While laudable in its intent, the legalization-centered approach of Mahoney and others may not be the best way to deal with the tragic legacy of failed immigration reform: spikes in anti-immigrant, anti-Latino hate crimes, deaths in decrepit immigrant prisons, thousands of families separated, children and families terrorized by heavily armed Immigration and Customs Enforcement (ICE) agents raiding their homes.
These efforts are inadequate because, contrary to the new Washington consensus on immigration, the greatest single need in immigration reform is not legalization. Rather, what is most needed is moral imagination.
The predominance of the “practical” considerations – “immigrants are good for the economy,” “we need tough and smart enforcement,” etc.— framing the arguments in favor of comprehensive reform should be balanced by a simple, but now elusive fact that smashes any of the discursive frames prevailing on either side of the immigration debate: undocumented immigrants are first and foremost human beings whose lives are as sacred as that of any other being.
Although all advocates surely believe this, not all voice it as much as they used to.
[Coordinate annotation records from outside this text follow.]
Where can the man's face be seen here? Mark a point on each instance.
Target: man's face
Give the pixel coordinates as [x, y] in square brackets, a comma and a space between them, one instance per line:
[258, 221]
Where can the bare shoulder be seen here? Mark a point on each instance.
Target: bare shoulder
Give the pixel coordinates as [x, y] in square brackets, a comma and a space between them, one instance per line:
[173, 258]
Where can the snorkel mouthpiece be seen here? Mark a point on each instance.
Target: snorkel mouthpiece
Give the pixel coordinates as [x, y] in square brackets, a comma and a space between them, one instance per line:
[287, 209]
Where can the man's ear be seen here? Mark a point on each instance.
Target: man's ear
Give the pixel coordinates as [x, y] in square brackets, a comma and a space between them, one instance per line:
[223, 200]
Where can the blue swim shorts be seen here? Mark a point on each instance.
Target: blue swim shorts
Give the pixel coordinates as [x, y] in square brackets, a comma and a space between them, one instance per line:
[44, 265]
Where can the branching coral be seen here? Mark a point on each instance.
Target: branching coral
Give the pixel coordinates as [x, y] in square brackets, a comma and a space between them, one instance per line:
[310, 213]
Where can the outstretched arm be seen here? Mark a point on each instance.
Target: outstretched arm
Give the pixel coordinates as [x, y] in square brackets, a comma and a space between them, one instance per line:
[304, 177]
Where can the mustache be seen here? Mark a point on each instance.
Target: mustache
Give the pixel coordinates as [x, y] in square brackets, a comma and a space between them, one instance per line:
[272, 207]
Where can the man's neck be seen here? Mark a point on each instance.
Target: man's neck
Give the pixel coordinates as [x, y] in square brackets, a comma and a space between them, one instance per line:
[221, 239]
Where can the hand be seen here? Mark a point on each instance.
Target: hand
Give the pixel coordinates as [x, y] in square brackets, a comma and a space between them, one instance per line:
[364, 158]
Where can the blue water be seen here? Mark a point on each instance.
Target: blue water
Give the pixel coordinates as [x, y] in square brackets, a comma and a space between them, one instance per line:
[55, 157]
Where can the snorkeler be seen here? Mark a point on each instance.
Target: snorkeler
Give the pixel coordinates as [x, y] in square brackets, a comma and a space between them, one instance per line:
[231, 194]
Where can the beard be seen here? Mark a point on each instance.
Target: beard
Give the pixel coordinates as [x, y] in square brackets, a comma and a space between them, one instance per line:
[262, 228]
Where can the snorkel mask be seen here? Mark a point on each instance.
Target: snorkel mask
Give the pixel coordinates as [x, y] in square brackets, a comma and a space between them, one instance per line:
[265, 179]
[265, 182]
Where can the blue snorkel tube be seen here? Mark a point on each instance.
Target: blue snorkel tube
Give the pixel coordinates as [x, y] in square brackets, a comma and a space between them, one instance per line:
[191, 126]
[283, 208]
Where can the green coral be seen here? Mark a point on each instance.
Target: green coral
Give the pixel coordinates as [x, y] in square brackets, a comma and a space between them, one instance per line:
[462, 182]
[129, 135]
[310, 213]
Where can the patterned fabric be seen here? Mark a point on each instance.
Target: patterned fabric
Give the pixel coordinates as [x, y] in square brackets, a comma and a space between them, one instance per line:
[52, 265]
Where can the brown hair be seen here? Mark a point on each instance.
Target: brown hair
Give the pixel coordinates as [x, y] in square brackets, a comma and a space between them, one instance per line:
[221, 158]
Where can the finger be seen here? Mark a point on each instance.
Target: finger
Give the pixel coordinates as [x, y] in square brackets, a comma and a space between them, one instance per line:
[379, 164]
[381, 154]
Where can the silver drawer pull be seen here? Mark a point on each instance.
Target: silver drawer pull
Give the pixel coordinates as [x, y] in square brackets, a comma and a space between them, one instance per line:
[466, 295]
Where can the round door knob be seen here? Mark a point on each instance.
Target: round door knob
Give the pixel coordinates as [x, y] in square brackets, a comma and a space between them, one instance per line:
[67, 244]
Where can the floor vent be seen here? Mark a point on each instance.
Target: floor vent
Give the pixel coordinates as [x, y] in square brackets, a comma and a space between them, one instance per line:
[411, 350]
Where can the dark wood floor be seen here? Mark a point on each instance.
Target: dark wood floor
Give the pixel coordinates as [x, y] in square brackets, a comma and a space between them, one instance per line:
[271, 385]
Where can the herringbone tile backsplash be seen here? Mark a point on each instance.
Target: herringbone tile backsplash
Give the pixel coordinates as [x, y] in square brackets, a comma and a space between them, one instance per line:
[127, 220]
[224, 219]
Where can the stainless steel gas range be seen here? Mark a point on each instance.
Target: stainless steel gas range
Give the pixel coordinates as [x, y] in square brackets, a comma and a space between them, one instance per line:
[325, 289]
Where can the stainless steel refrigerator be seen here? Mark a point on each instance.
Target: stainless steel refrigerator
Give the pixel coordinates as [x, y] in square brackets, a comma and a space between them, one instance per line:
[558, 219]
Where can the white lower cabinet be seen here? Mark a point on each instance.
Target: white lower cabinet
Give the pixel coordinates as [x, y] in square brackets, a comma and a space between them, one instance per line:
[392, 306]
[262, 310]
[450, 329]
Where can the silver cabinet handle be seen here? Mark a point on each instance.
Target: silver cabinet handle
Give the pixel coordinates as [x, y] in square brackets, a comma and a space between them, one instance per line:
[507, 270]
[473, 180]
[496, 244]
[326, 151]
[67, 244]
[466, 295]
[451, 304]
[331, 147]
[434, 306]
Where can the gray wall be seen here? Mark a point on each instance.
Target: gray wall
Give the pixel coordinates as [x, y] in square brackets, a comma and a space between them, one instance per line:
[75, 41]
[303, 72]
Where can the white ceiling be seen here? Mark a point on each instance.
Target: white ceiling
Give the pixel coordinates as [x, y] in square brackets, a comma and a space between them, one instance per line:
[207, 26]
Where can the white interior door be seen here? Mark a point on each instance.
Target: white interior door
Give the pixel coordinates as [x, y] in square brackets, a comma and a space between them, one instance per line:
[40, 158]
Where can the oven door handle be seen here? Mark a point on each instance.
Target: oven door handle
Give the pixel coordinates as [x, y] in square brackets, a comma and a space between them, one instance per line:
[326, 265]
Thankfully, the possibilities of the political moment reflected in the election of Barack Obama and a new, more Democratic Congress offer us the best opportunity to return morality to the center of an immigration debate that has reached dangerous levels of absurdity, if the spate of murders of immigrants here in “liberal” New York and other cities are any indicator.
Although Mahoney, Bush and other backers of immigration reform have included some moral arguments as part of their case, the Washington, D.C., realpolitik of the past decade has pushed moral considerations into the shadow of the legalization-centered approach. Consider, for example, how Mahoney, Bush and other backers of the failed McCain-Kennedy immigration reform package of 2006 to 2007, were willing to “trade off” the more than 700 pages of punitive immigration policy—increased incarceration, deportation, militarization of the border—for less than 100 pages of punitive approaches to legalization contained in the bill.
While morality cannot be legislated, moral considerations can and must be part of immigration legislation. This is the way it was before the mid-1990s, the period when Washington decided to de-emphasize moral arguments in favor of the realpolitikal legalization approach provided by high-powered pollsters and public relations consultants. This was when the now familiar immigration reform jargon—”smart and tough,” “practical” and “comprehensive”—entered our national discourse on immigration reform. I still remember how uncomfortable I felt during teleconferences organized by the National Council of La Raza (NCLR), the National Immigration Forum (NIF) and other Washington groups at the time. Hearing pollsters and advocates tell us, “Moral arguments don’t work with the voters,” made me nervous. Hearing them then call for “necessary tradeoffs” (code for accepting even more punitive immigration policies in exchange for legalization) as part of “comprehensive immigration reform” scared me.